Pre-existing DNA methylation signatures in the prefrontal cortex of alcohol-naïve nonhuman primates define neural vulnerability for future risky ethanol consumption.

Alcohol use disorder (AUD) is a highly prevalent, complex, multifactorial and heterogeneous disorder, with 11 % and 30 % of adults meeting criteria for past-year and lifetime AUD, respectively. Identification of the molecular mechanisms underlying risk for AUD would facilitate effective deployment of personalized interventions. Studies using rhesus monkeys and rats, have demonstrated that individuals with low cognitive flexibility and a predisposition towards habitual behaviors show an increased risk for future heavy drinking. Further, low cognitive flexibility is associated with reduced dorsolateral prefrontal cortex (dlPFC) function in rhesus monkeys. To explore the underlying unique molecular signatures that increase risk for chronic heavy drinking, a genome-wide DNA methylation (DNAm) analysis of the alcohol-naïve dlPFC-A46 biopsy prior to chronic alcohol self-administration was conducted. The DNAm profile provides a molecular snapshot of the alcohol-naïve dlPFC, with mapped genes and associated signaling pathways that vary across individuals. The analysis identified 1,463 differentially methylated regions (DMRs) related to unique genes that were strongly associated with average ethanol intake consumed over 6 months of voluntary self-administration. These findings translate behavioral phenotypes into neural markers of risk for AUD, and hold promise for parallel discoveries in risk for other disorders involving impaired cognitive flexibility. SIGNIFICANCE: Alcohol use disorder (AUD) is a highly prevalent and heterogeneous disorder.

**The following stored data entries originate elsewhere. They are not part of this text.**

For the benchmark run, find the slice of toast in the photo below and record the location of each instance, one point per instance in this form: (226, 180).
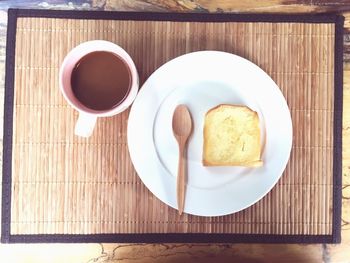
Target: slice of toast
(231, 137)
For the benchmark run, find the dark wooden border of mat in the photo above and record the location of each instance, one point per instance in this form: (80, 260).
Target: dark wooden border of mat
(13, 14)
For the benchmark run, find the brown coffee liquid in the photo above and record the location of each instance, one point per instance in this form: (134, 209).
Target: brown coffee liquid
(101, 80)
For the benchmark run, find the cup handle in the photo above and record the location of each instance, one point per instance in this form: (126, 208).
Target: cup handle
(85, 125)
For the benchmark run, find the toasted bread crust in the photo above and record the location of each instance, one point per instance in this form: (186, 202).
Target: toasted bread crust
(228, 129)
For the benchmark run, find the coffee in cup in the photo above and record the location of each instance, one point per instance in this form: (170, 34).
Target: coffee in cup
(99, 79)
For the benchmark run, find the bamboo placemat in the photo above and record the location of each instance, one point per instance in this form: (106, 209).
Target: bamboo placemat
(61, 188)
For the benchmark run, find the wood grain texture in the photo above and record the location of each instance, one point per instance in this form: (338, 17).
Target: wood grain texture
(175, 253)
(101, 192)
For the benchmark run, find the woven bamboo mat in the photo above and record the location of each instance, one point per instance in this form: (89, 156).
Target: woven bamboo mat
(63, 184)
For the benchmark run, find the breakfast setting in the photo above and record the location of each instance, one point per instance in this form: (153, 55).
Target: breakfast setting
(136, 127)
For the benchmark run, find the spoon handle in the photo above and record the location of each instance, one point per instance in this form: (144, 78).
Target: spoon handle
(181, 177)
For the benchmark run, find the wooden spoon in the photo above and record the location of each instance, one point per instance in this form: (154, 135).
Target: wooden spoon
(182, 129)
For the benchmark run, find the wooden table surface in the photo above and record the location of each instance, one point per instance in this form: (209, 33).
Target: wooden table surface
(193, 252)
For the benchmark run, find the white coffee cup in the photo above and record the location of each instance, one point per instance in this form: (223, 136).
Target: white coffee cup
(87, 117)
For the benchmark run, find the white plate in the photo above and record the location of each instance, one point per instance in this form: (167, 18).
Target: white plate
(202, 80)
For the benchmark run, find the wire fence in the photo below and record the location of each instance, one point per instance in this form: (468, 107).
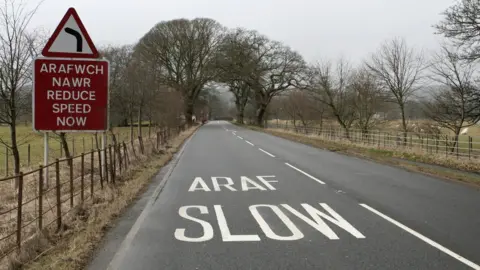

Prevention strategies to accurately identify individuals with a high risk for AUD, would help reduce the prevalence, and severity of AUD. Our novel epigenomic analysis of the alcohol-naïve nonhuman primate cortex provides a molecular snapshot of the vulnerable brain, pointing to circuitry and molecular mechanisms associated with cortical development, synaptic functions, glutamatergic signaling and coordinated signaling pathways. With a complex disorder like AUD, having the ability to identify the molecular mechanisms underlying AUD risk is critical for better development of personalized effective treatments.